# iPhone 4 water proof case



## KidRock (Nov 19, 2010)

Anyone have one? I was thinking of ordering one like this Waterproof & outdoor case for iphone4 '2-in-1' -US Shi


Sent from my iPhone using Tapatalk


----------



## KidRock (Nov 19, 2010)

http://www.ebay.com/itm/Waterproof-outdoor-case-iphone4-2-in-1-US-Ship-/170707805073


Sent from my iPhone using Tapatalk


----------



## redneckrancher420 (Jul 5, 2011)

Idk if a 30 buck case will work well... Best buy sells the lifeproof case for it. My gf has it and ill speak for the case cuz its awesome, completely 100% water/mud proof. I think its like 80 bucks but does have a lifetime warrenty also


----------



## Taklebx (Aug 6, 2011)

I have a lifeproof case and I love it. It's saved my phone on more then one occasion. Like redneckrancher420 said they are 80 bucks but well worth it. I got mine at Best Buy or look them up on there website. the website offers more colors then Best Buy


----------



## KidRock (Nov 19, 2010)

I'm 18 and in school. I can't spend $80 on a phone case. $30 seems like too much really. 
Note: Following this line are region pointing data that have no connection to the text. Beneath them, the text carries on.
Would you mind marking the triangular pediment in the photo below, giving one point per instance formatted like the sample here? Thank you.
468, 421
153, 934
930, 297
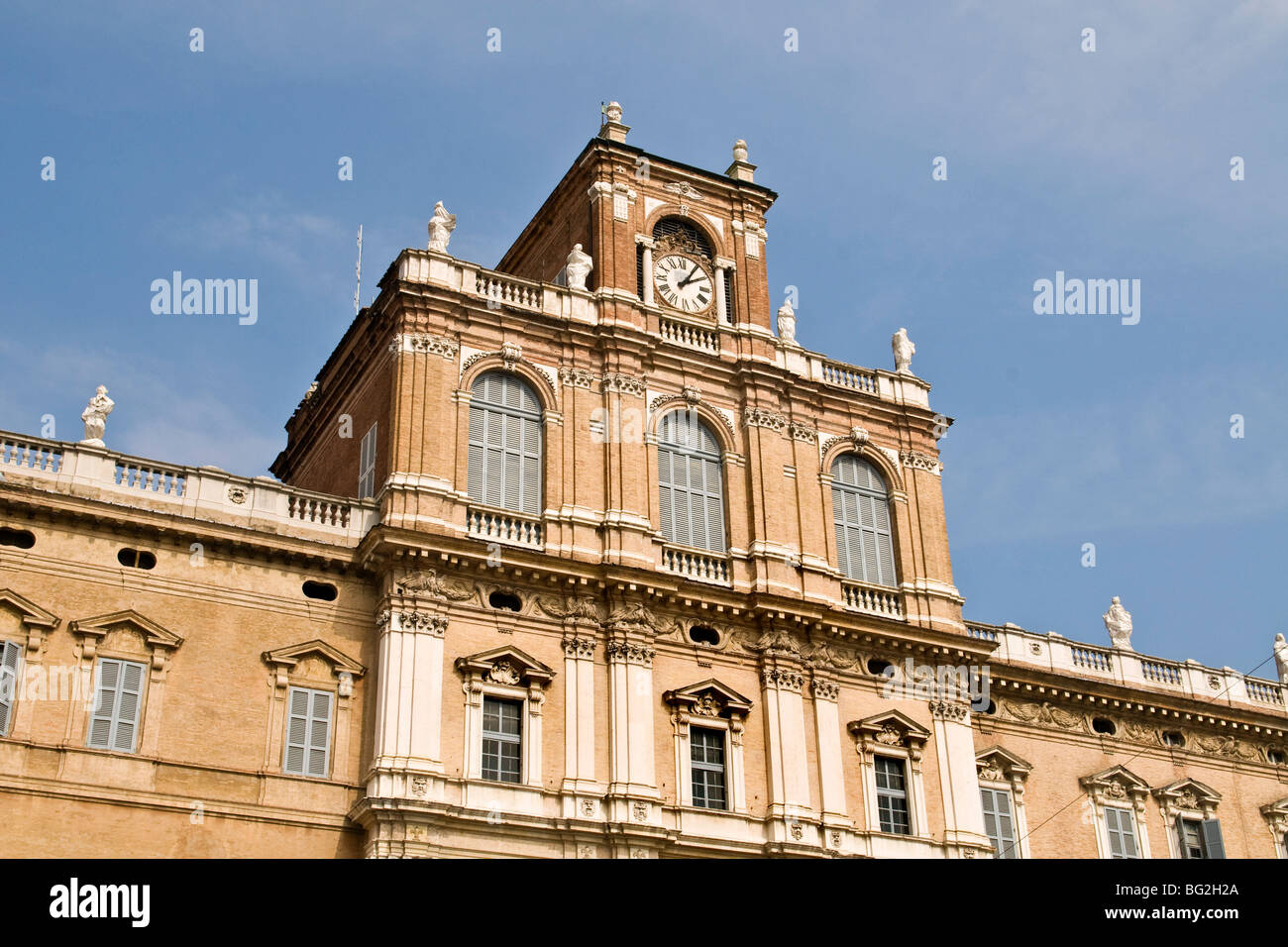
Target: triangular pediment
709, 698
1003, 761
154, 634
1117, 780
292, 655
505, 665
892, 728
33, 615
1189, 791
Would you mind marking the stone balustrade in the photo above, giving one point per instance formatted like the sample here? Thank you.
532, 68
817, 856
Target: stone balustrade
196, 492
1052, 652
429, 266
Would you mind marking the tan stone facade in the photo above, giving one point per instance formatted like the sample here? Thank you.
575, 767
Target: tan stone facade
617, 648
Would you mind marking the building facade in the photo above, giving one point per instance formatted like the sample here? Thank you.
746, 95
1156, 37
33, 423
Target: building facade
580, 557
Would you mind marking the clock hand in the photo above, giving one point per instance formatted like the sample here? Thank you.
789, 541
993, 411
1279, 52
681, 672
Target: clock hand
692, 275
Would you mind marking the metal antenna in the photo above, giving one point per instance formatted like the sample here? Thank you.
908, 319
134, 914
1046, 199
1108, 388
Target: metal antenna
357, 291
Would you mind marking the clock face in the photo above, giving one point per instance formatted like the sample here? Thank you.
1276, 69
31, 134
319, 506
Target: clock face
683, 282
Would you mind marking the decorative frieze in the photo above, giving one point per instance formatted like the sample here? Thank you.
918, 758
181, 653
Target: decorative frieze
425, 343
625, 384
782, 680
921, 462
800, 431
760, 418
630, 652
578, 377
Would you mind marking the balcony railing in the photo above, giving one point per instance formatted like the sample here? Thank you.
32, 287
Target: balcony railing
1265, 690
196, 492
1160, 672
503, 526
1093, 659
872, 599
691, 337
695, 564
Sent from my iPhone using Tapatalk


----------



## gpinjason (Nov 10, 2009)

You can spend money to buy an iPhone, but not to protect it.. that eBay case looks like it's crap to me... and read the questions and answers at the bottom of the page.. seems there are lots of unhappy customers with that seller.. Save up and buy the LifeProof case.. you won't regret it...


----------



## brutemike (Mar 23, 2010)

Thats why I got the G'zOne commando from Verizon already waterproof and shock proof as for your case I have no idea but if you find out let me know my buddy wants one for his iPhone.


----------



## Polaris425 (Dec 16, 2004)

LifeProof FTW.


----------



## Sanative (May 4, 2011)

I'm in HS, I'd definitely save up to get the life proof. $80 to protect it or $30 that may destroy it?


Sent from my iPhone


----------



## CRAZYCRACKAZ71 (Oct 8, 2011)

i got the lifeproof case. i love it its awsome. works good when we are riding and i needa take a vid of it dont have to worr about water damage!!!


----------



## KidRock (Nov 19, 2010)

I will get one one day. I ordered one for $15 for now. 


Sent from my iPhone using Tapatalk


----------



## Sanative (May 4, 2011)

You better do some serious testing before you put it on your phone


Sent from my iPhone


----------



## KidRock (Nov 19, 2010)

I will. Just wish it would be here before my ride saturday. 


Sent from my iPhone using Tapatalk


----------